Intravenous Fluid Volume Is Not Associated With Worsening Left Ventricular Function in Septic Patients With or Without Heart Failure: A Bayesian Analysis

Intravenous Fluid Volume Is Not Associated With Worsening Left Ventricular Function in Septic Patients With or Without Heart Failure: A Bayesian Analysis

Wednesday, May 20, 2026 8:32 AM to 8:40 AM · 8 min. (America/New_York)
L506 - L507: Level L
Abstracts
Critical Care/Resuscitation

Information

Abstract Number
332
Background and Objectives
Volume resuscitation of septic patients is challenging and must balance harms and benefits. Many clinicians are concerned that adhering to guideline-recommended intravenous fluid (IVF) volumes may result in fluid overload, particularly in patients with a history of heart failure (HF). The goal of this study was to compare the association between IVF volume and left ventricular function over the first 24-hours of admission in septic patients with, versus without, HF history.
Methods
Secondary analysis of a prospective, observational cohort of adults presenting to an urban Emergency Department with sepsis (treatment for suspected infection plus either lactate >2mmol/L or systolic blood pressure ≤90mm/hg). Patients had an echocardiogram performed at 0, 3, and 24-hours after ED arrival, with assessment of left ventricular ejection fraction (LVEF), e’ velocity, and E/e’. The primary outcome was the association of 24-hour IVF volume and LV function (modeled as a tensor product spline interaction between IVF volume and ED SOFA score) assessed using multilevel Bayesian location-scale models.
Results
Seventy-three patients were enrolled, with mean (SD) age, 24-hour IVF volume, and ED SOFA score of 60.7 years (15.6), 3.8L (2.1), and 3.8 (2.8), respectively.
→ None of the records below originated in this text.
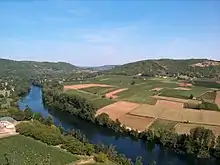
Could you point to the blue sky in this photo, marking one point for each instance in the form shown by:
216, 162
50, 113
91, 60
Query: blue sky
90, 33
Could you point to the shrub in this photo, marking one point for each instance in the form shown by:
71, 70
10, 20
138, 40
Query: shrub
101, 157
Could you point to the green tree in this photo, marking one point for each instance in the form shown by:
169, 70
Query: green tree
101, 157
49, 121
28, 113
138, 161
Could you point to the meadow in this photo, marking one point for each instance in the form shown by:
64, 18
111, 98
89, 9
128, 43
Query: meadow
29, 151
159, 102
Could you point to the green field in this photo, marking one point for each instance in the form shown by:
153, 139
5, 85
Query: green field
97, 100
99, 90
139, 89
29, 151
166, 124
209, 96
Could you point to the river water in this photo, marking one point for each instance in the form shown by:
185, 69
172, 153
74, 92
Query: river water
125, 145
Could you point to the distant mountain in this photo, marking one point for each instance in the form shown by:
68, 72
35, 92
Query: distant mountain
33, 68
189, 67
100, 68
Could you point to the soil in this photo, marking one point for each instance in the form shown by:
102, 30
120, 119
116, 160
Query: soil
184, 89
156, 89
184, 128
175, 99
81, 86
117, 109
184, 84
136, 122
169, 104
113, 93
217, 98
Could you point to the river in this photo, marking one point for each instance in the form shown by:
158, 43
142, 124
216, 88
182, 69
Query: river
125, 145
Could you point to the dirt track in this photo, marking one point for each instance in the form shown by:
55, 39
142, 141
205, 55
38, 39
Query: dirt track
81, 86
113, 93
117, 109
174, 99
181, 88
169, 104
217, 98
136, 122
184, 128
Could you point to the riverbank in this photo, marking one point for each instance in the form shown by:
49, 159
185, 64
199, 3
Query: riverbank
131, 148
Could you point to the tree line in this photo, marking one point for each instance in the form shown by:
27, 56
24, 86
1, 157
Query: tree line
200, 142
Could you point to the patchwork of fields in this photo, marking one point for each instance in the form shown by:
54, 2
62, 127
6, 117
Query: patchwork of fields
151, 103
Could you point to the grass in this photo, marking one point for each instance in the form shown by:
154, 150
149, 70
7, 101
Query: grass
29, 151
86, 95
140, 92
99, 90
97, 100
183, 94
161, 123
209, 96
102, 102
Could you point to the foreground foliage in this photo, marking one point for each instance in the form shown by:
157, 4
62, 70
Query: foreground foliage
22, 150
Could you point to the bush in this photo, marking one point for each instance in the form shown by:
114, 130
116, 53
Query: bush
209, 106
101, 157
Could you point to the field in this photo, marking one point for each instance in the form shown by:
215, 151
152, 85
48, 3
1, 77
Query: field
217, 99
160, 123
97, 100
182, 128
209, 96
136, 122
117, 109
140, 103
29, 151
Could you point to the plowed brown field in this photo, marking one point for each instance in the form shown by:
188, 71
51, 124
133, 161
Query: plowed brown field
113, 93
184, 128
178, 114
136, 122
81, 86
217, 98
169, 104
117, 109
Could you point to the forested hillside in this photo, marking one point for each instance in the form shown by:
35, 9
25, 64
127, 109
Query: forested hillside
31, 68
201, 68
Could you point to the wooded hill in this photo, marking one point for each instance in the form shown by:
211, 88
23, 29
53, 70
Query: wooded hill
200, 68
32, 68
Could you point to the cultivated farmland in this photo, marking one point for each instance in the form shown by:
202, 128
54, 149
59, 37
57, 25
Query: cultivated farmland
140, 103
182, 128
117, 109
136, 122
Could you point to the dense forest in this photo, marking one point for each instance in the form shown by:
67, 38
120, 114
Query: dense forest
200, 68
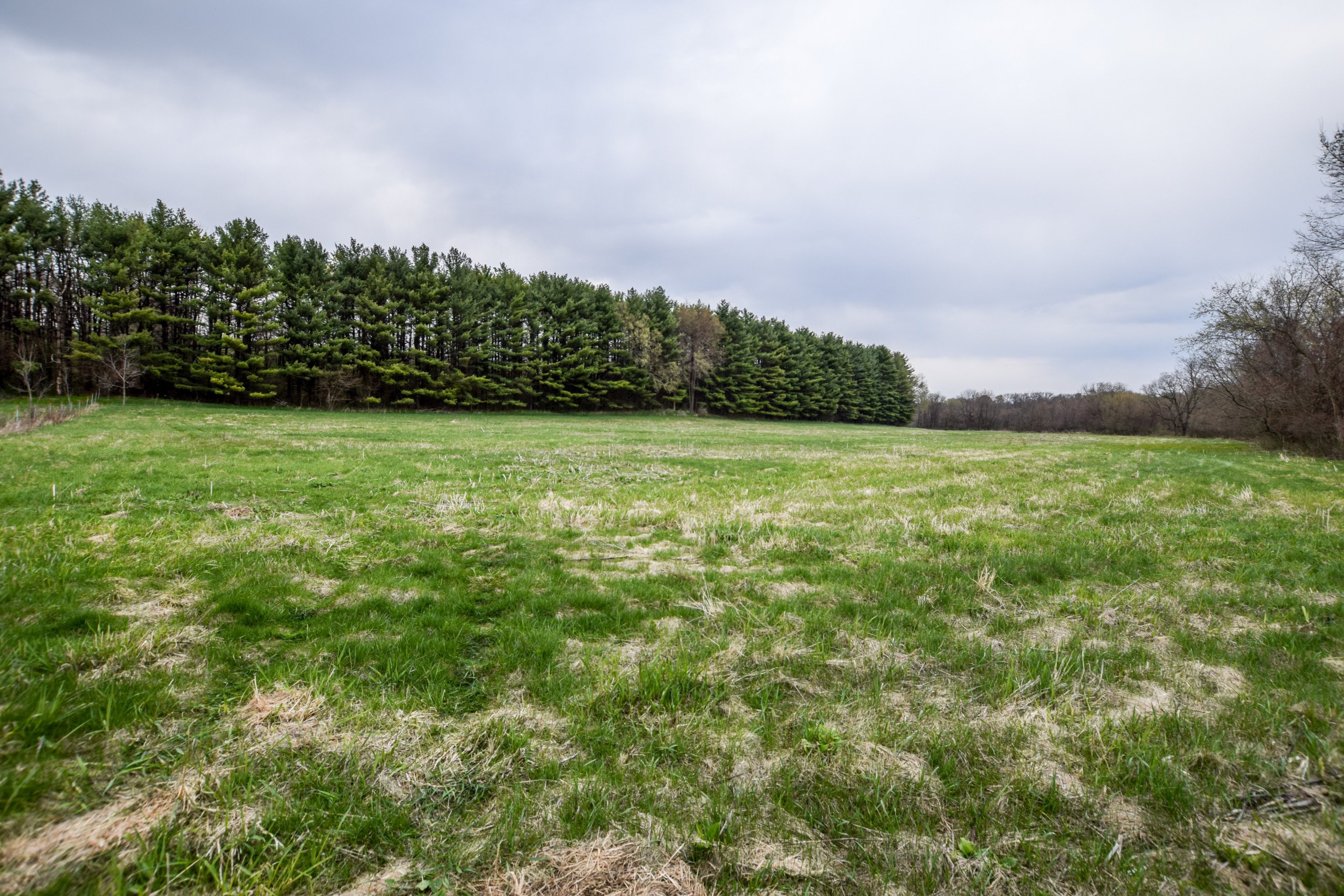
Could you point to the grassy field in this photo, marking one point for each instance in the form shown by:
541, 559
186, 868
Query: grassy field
272, 652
In-hospital mortality was 23% and 19% had a history of HF. For all measures of LV function, after adjusting for age, biologic sex, history of heart failure, and inferior vena cava collapsibility, each SD increase in IVF volume was associated with small improvements in LV function in patients with, or without, HF history: average marginal effect 2.4% (95% credible interval(CI) -2.6% to 10%) versus 1.3% (CI -1.2 to 4.7%) for LVEF; 1.2 cm/s (CI -0.6 to 3.1 cm/s) versus 0.8 cm/s (CI -0.004 to 1.2 cm/s) for e’ velocity; -1.72 (CI -6.9 to 2.5) versus -0.92 (CI -3.1 to 1.0) for E/e’.
Conclusion
While a small, positive association between IVF volume and LV function was found, CIs included the possibility of no change or slightly worsened function; results were similar for those with or without HF history. In most cases, the magnitude of change (regardless of direction) was small and likely not clinically significant. Thus, restrictive approaches to volume expansion in septic patients with HF are not supported. Further studies, with focus on clinical outcomes, are needed to confirm our findings.